A Breakdown of a Pro-Israel Agreement Among US Jewish Community: What Is Emerging Today.

Two years have passed since the horrific attack of October 7, 2023, which deeply affected world Jewry unlike anything else since the establishment of the Jewish state.

Among Jewish people it was shocking. For the state of Israel, it was a significant embarrassment. The whole Zionist endeavor had been established on the presumption which held that Israel would ensure against similar tragedies from ever happening again.

Military action was inevitable. Yet the chosen course Israel pursued – the comprehensive devastation of the Gaza Strip, the killing and maiming of numerous non-combatants – constituted a specific policy. This selected path created complexity in the perspective of many US Jewish community members grappled with the attack that triggered it, and it now complicates the community's remembrance of the day. How does one grieve and remember an atrocity targeting their community in the midst of an atrocity experienced by other individuals attributed to their identity?

The Difficulty of Grieving

The difficulty surrounding remembrance lies in the fact that little unity prevails about the implications of these developments. In fact, for the American Jewish community, the recent twenty-four months have witnessed the collapse of a fifty-year agreement on Zionism itself.

The beginnings of Zionist agreement within US Jewish communities extends as far back as a 1915 essay written by a legal scholar and then future high court jurist Louis D. Brandeis called “Jewish Issues; Addressing the Challenge”. However, the agreement really takes hold following the six-day war that year. Earlier, Jewish Americans housed a fragile but stable coexistence between groups holding different opinions about the requirement for a Jewish nation – Zionists, neutral parties and anti-Zionists.

Previous Developments

That coexistence continued during the post-war decades, within remaining elements of Jewish socialism, in the non-Zionist Jewish communal organization, within the critical religious group and similar institutions. Regarding Chancellor Finkelstein, the leader of the theological institution, the Zionist movement was more spiritual rather than political, and he did not permit singing Hatikvah, the national song, during seminary ceremonies in those years. Nor were Zionism and pro-Israelism the centerpiece of Modern Orthodoxy until after the six-day war. Jewish identitarian alternatives coexisted.

But after Israel defeated adjacent nations in the six-day war that year, taking control of areas including Palestinian territories, Gaza, the Golan and East Jerusalem, the American Jewish relationship to the nation underwent significant transformation. The military success, coupled with enduring anxieties regarding repeated persecution, led to a growing belief regarding Israel's essential significance for Jewish communities, and generated admiration in its resilience. Discourse about the “miraculous” quality of the victory and the “liberation” of territory provided the Zionist project a spiritual, even messianic, importance. During that enthusiastic period, much of existing hesitation toward Israel dissipated. In that decade, Publication editor Norman Podhoretz declared: “We are all Zionists now.”
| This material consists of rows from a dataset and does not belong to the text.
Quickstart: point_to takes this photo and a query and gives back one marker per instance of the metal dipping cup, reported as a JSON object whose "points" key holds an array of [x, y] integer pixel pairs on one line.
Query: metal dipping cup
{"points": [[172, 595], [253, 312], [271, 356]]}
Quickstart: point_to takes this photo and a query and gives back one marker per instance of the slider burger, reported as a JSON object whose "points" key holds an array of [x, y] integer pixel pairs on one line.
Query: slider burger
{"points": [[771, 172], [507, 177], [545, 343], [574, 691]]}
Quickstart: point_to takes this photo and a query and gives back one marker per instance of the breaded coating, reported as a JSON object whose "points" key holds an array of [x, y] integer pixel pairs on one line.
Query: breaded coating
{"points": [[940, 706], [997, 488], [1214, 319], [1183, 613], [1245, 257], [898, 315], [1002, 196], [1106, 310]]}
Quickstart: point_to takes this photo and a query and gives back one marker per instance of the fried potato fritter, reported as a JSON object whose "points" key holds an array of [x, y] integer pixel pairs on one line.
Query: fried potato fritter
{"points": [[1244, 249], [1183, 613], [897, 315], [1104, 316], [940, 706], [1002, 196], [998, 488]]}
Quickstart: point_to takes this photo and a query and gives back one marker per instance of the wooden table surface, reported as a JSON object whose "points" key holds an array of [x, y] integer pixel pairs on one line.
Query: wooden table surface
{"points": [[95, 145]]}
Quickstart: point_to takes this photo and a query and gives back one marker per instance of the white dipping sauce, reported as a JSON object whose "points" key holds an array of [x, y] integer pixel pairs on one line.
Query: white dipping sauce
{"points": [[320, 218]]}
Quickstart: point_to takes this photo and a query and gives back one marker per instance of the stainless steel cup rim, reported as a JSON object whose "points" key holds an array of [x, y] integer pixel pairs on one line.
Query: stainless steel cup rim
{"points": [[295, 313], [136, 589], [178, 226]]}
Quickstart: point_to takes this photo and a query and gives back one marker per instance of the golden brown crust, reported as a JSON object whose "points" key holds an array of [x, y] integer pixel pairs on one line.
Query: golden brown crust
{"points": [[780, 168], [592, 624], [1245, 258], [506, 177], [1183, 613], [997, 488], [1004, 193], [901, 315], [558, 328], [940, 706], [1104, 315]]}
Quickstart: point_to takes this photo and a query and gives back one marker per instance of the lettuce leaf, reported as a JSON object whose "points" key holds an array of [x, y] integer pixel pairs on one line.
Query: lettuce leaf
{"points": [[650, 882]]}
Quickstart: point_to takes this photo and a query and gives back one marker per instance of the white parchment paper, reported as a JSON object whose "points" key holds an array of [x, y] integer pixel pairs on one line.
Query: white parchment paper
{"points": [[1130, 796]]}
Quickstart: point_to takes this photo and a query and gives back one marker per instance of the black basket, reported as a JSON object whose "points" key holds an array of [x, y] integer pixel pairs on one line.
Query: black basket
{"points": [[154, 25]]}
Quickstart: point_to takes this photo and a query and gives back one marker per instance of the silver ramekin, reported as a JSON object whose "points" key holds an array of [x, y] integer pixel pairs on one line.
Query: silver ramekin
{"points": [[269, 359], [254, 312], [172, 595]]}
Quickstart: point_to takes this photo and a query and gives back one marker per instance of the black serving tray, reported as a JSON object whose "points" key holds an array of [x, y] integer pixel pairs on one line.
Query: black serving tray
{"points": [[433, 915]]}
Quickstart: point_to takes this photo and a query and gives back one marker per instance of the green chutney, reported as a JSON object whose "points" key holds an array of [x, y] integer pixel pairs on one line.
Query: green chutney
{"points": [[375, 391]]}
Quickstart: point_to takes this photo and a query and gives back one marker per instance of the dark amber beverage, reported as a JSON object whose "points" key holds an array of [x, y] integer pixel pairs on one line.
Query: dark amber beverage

The Agreement and Its Limits

The unified position excluded strictly Orthodox communities – who largely believed a Jewish state should only emerge via conventional understanding of the Messiah – yet included Reform Judaism, Conservative Judaism, Modern Orthodox and most secular Jews. The most popular form of this agreement, identified as progressive Zionism, was founded on the conviction about the nation as a progressive and democratic – though Jewish-centered – country. Countless Jewish Americans viewed the administration of local, Syrian and Egyptian lands post-1967 as temporary, believing that a solution was imminent that would maintain a Jewish majority in Israel proper and regional acceptance of the nation.

Two generations of US Jews grew up with Zionism a core part of their religious identity. The state transformed into an important element of Jewish education. Yom Ha'atzmaut became a Jewish holiday. Israeli flags were displayed in most synagogues. Summer camps integrated with national melodies and education of modern Hebrew, with visitors from Israel educating American teenagers Israeli customs. Travel to Israel increased and reached new heights with Birthright Israel by 1999, offering complimentary travel to the country became available to Jewish young adults. Israel permeated nearly every aspect of US Jewish life.

Shifting Landscape

Ironically, during this period post-1967, American Jewry became adept in religious diversity. Acceptance and communication between Jewish denominations increased.

Except when it came to the Israeli situation – that’s where tolerance ended. You could be a conservative supporter or a leftwing Zionist, however endorsement of the nation as a Jewish state remained unquestioned, and criticizing that perspective categorized you outside mainstream views – outside the community, as a Jewish periodical labeled it in writing recently.

But now, during of the destruction in Gaza, starvation, dead and orphaned children and outrage about the rejection within Jewish communities who avoid admitting their complicity, that agreement has broken down. The centrist pro-Israel view {has lost|no longer

Mrs. Kelly Cruz
Mrs. Kelly Cruz

A tech enthusiast and digital strategist with over a decade of experience in driving innovation and growth for businesses worldwide.